In New York, you immediately have your building elevator and/or lobby to contend with. Your neighbors are close to you. If you stepped out into the hallway looking and/or smelling bad, there is a very high chance that the cute professor down the hall will be waiting for the elevator or just stepping off of it. If you walk to the corner store to pick up milk, you are very likely to pass at least 5 people you know in the neighborhood who you might prefer not see you looking your worst. Dr. Ruth Westheimer, lived two doors down from me. I had gay male friends in the neighborhood. They are the absolute worst of critics. Even the gay men in the neighborhood I didn't particularly know would give you "the look" if your hair looked like a brillo pad. So, really, if you cared at all, you showered and brushed your damn hair before going outside.
I blame the cars here in suburbia. There's very little "walking to the store" here. You leave your house, where no one will see you but your immediately family and pets. You jump in your car. Again - no one to see you. You dive into the store where maybe you'll see a few people, but most of them are either too self-absorbed to notice how bad you look or they look just like you do cuz they're caught in the same routine. You grab the milk, the eggs, the whatever, and dive back into your car. You enter your house where there's no pressure that the cute guy on the 5th floor might see you and puke.

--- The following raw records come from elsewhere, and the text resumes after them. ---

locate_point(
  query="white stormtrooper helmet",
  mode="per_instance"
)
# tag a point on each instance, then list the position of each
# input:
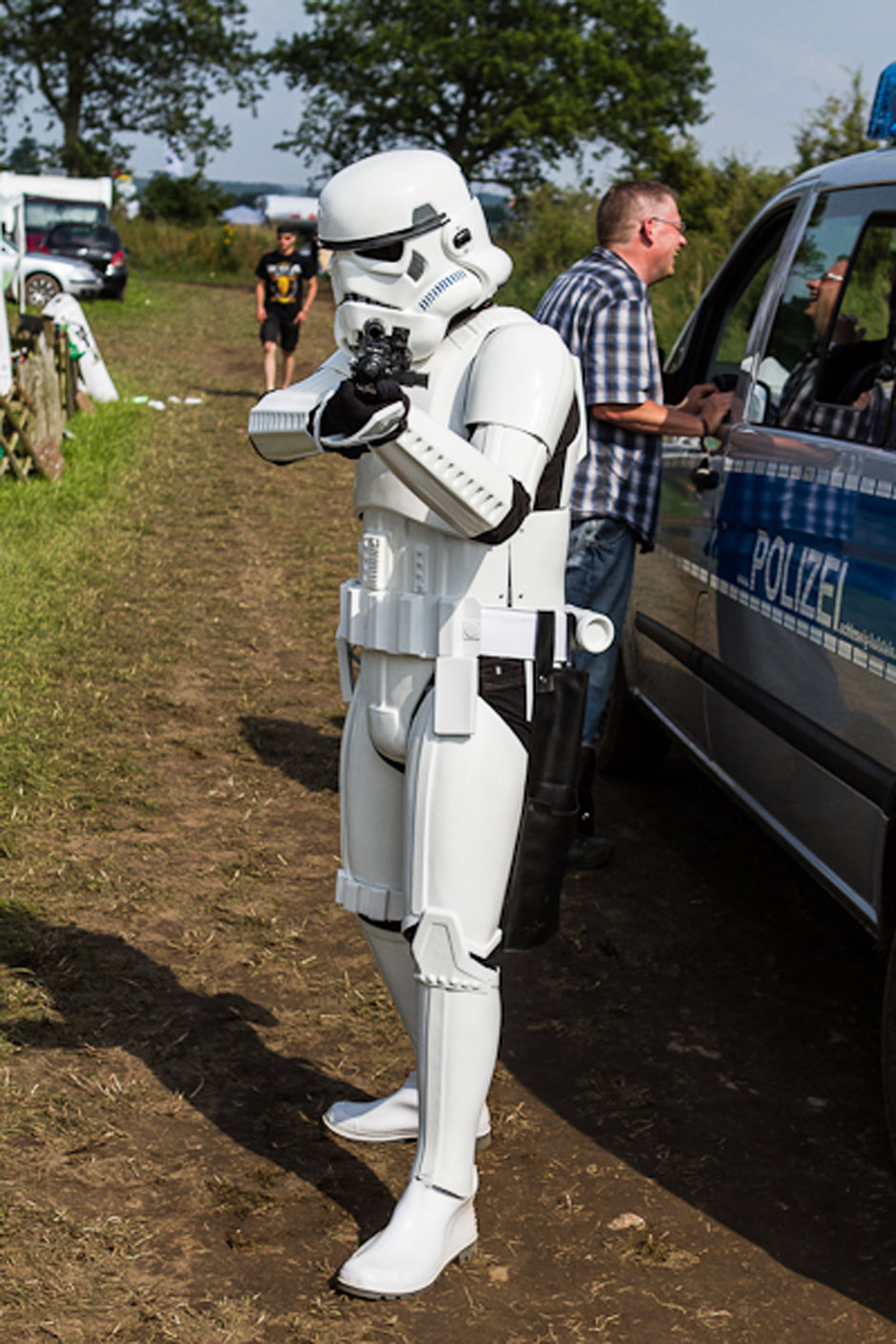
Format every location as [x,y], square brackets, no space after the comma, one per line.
[410,246]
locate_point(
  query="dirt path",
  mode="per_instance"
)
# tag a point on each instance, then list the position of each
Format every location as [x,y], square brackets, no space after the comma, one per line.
[183,999]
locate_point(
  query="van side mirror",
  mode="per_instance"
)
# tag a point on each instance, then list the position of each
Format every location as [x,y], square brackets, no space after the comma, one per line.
[758,403]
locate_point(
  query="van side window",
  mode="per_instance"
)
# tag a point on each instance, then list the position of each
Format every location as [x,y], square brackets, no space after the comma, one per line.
[827,363]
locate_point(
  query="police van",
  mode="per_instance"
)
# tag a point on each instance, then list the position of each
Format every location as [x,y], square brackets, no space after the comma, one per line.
[762,630]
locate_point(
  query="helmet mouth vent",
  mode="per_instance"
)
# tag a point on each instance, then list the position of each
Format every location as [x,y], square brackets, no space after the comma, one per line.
[371,302]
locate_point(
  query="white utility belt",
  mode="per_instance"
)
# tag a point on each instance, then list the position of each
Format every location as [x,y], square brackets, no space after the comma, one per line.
[453,632]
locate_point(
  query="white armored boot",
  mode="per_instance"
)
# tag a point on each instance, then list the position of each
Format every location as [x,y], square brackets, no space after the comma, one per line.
[434,1220]
[393,1118]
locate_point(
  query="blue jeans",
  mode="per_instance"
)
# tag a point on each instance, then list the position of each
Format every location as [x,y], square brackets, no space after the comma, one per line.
[598,577]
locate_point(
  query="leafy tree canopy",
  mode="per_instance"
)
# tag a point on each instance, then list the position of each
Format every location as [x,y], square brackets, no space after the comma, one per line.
[183,200]
[108,68]
[505,86]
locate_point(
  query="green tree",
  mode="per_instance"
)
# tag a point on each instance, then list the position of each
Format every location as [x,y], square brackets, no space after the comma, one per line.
[183,200]
[836,128]
[102,69]
[507,88]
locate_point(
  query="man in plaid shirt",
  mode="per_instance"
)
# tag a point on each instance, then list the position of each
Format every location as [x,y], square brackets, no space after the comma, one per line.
[602,311]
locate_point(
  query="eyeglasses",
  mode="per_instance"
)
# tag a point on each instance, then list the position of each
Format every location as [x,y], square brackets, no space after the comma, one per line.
[676,223]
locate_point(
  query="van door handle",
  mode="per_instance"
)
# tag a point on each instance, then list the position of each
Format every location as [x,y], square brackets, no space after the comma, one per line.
[704,476]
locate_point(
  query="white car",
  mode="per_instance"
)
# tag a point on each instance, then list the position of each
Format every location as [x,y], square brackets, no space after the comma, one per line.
[48,275]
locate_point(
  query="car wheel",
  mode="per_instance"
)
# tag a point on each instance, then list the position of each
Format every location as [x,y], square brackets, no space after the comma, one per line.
[40,288]
[632,743]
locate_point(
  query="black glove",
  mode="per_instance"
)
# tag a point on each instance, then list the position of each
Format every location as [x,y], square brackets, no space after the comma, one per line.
[350,410]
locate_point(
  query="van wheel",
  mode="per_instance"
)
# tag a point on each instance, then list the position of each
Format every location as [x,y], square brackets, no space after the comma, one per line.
[632,743]
[40,288]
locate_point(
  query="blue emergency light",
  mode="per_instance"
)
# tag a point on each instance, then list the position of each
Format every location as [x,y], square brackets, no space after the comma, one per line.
[882,124]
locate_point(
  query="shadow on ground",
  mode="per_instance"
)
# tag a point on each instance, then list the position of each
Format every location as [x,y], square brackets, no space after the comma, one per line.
[299,753]
[709,1016]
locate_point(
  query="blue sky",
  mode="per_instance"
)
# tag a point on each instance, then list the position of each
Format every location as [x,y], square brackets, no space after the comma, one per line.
[771,59]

Yep, suburbia has taught me to dig in the dirt, take fewer showers and brush my hair less. Not sure I like it but I get to practice whenever I want, I work out in my basement, I love my garden and cardinals feed at my bird feeder. I do manage to shower and dress before my students show up, although they'll attest that sometimes I don't quite get to the hair and makeup. If they want me to always look good, they may have to wait till a celebrity or a gay man buys the house next door.